The tradeoff has been the overall safety of everyone navigating the busy streets of New York. This includes pedestrians, people using regular bikes, and drivers. Another fear was that these vehicles would hurt the overall bottomline of the country’s most expensive subway system. It should be said that a major change has definitely occurred with the outbreak of coronavirus. The need to keep people out of the subway system seems to now be a top priority and these vehicles will certainly help with that goal.
This led to the state reaching a tentative budget agreement this past April to legalize bikes and scooters that are throttle-based. This comes about a year after the state had passed a very similar legislature that was eventually vetoed by Governor Andrew Cuomo. The new legislature makes these vehicles legal but also gives specific localities the power to decide if they wish to regulate the services. Specifically, scooters would still not be legal in the borough of Manhattan but the city itself could change this provision.
This legislation is effective starting on August 2, 2020. It remains to be seen how much this will immediately impact the city but there will definitely be a significant amount of people taking advantage of the new opportunity.

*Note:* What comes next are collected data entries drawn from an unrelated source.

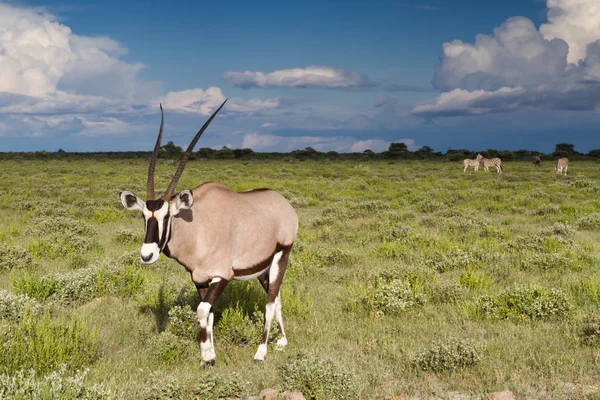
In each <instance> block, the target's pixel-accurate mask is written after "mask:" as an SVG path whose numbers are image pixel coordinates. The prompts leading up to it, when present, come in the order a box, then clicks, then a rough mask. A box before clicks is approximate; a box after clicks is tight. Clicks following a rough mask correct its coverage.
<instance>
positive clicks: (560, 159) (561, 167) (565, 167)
mask: <svg viewBox="0 0 600 400" xmlns="http://www.w3.org/2000/svg"><path fill="white" fill-rule="evenodd" d="M568 168H569V159H568V158H566V157H565V158H559V159H558V161H557V162H556V168H554V169H555V170H556V173H557V174H562V172H563V170H564V171H565V175H566V174H567V169H568Z"/></svg>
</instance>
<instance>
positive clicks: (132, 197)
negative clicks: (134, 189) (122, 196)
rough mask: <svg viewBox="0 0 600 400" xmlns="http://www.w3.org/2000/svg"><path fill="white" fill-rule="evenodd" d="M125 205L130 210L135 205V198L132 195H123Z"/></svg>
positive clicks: (133, 195) (136, 201)
mask: <svg viewBox="0 0 600 400" xmlns="http://www.w3.org/2000/svg"><path fill="white" fill-rule="evenodd" d="M125 203H127V208H131V207H133V206H134V204H135V203H137V198H136V197H135V196H134V195H132V194H128V195H125Z"/></svg>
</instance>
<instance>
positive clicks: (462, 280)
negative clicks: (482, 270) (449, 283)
mask: <svg viewBox="0 0 600 400" xmlns="http://www.w3.org/2000/svg"><path fill="white" fill-rule="evenodd" d="M458 282H459V283H460V284H461V285H462V286H464V287H466V288H468V289H485V288H487V287H488V286H490V284H491V282H492V278H491V277H490V276H489V275H487V274H486V273H485V272H481V271H478V270H476V269H474V268H472V267H470V266H469V267H467V269H465V270H464V271H463V273H462V274H461V275H460V278H459V280H458Z"/></svg>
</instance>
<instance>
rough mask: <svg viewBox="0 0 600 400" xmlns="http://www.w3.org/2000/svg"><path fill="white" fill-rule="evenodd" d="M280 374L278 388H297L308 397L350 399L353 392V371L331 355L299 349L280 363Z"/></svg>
mask: <svg viewBox="0 0 600 400" xmlns="http://www.w3.org/2000/svg"><path fill="white" fill-rule="evenodd" d="M282 375H283V383H282V385H281V386H282V387H281V389H282V390H300V391H301V392H302V393H303V394H304V396H305V397H306V398H308V399H314V400H321V399H323V400H336V399H354V398H356V396H357V384H356V378H355V376H354V374H353V372H352V371H350V370H349V369H347V368H345V367H343V366H340V365H338V364H336V363H335V362H334V361H333V360H331V359H322V358H317V357H315V356H313V355H311V354H308V353H299V354H298V355H296V356H295V357H290V358H289V359H288V361H287V362H286V363H285V364H284V366H283V369H282Z"/></svg>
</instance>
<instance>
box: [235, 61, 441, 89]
mask: <svg viewBox="0 0 600 400" xmlns="http://www.w3.org/2000/svg"><path fill="white" fill-rule="evenodd" d="M223 77H224V78H225V80H226V81H228V82H230V83H232V84H233V86H235V87H240V88H243V89H249V88H325V89H341V90H374V91H382V92H432V91H434V89H433V88H431V87H424V86H419V85H402V84H397V83H382V82H374V81H373V80H372V79H370V78H369V77H368V76H366V75H363V74H360V73H358V72H354V71H348V70H345V69H342V68H334V67H331V66H327V65H309V66H307V67H304V68H290V69H281V70H277V71H273V72H267V73H265V72H251V71H245V72H232V71H230V72H226V73H225V74H223Z"/></svg>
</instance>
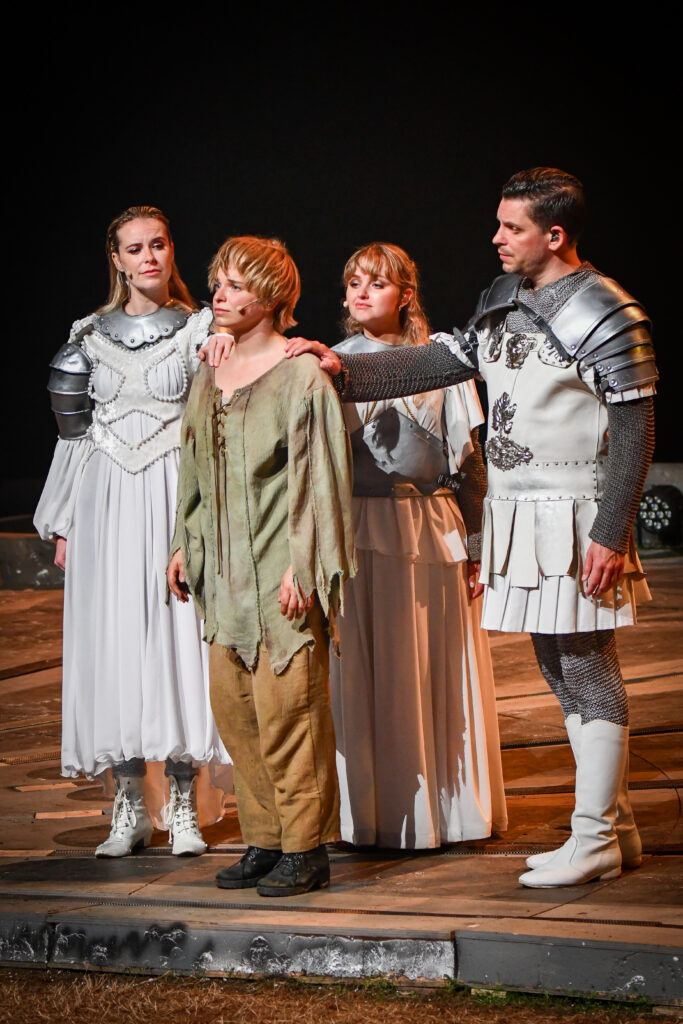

Furthermore, this legislation means there are three different classes of e-bikes. These include:
- Class 1: No throttle and pedal-assisted bikes.
- Class 2: Throttle-assisted and can only go up to 20 mph.
- Class 3: Throttle-powered and able to reach 25 mph. Helmets are also required.
E-scooters can reach a maximum speed of 15 mph under this legislation and anyone under 18 needs to have a helmet on. There are also a few regulations as far as whether or not the scooters can be ridden on sidewalks. Local legislation will effectively determine these rules.
These changes are now being seen as a major win for people who work in delivery and immigrant rights groups. New York has already had pedal assisted Citi-Bikes but not scooters or throttle assisted bikes that can reach much faster speeds. Formerly, using one of these bikes would result in up to a $500 fine and the vehicle being seized by NYPD.
As for the actual companies themselves who offer these services like Lime and Bird, there have been some major problems with the spread of the coronavirus pandemic. The pandemic has definitely had an impact on the success of many of these companies nationwide. New York has been hit the hardest and the city has been mandating that people “shelter-in-place”. Obviously, this means for a time there will be less people using any transportation at all. With less people needing to be somewhere, the revenue of the vehicle companies has dried up.
On the bright side, many are beginning to see the e-scooters and bikes as an alternative to taking the crowded subway or bus to get around for essential needs. As things open back up, the impact of these vehicles being legalized in New York might be truly felt.
The coronavirus has impacted everyone across the world. It remains to be seen how New York City embraces the new e-scooters, but they will be there sooner than later after all of these years.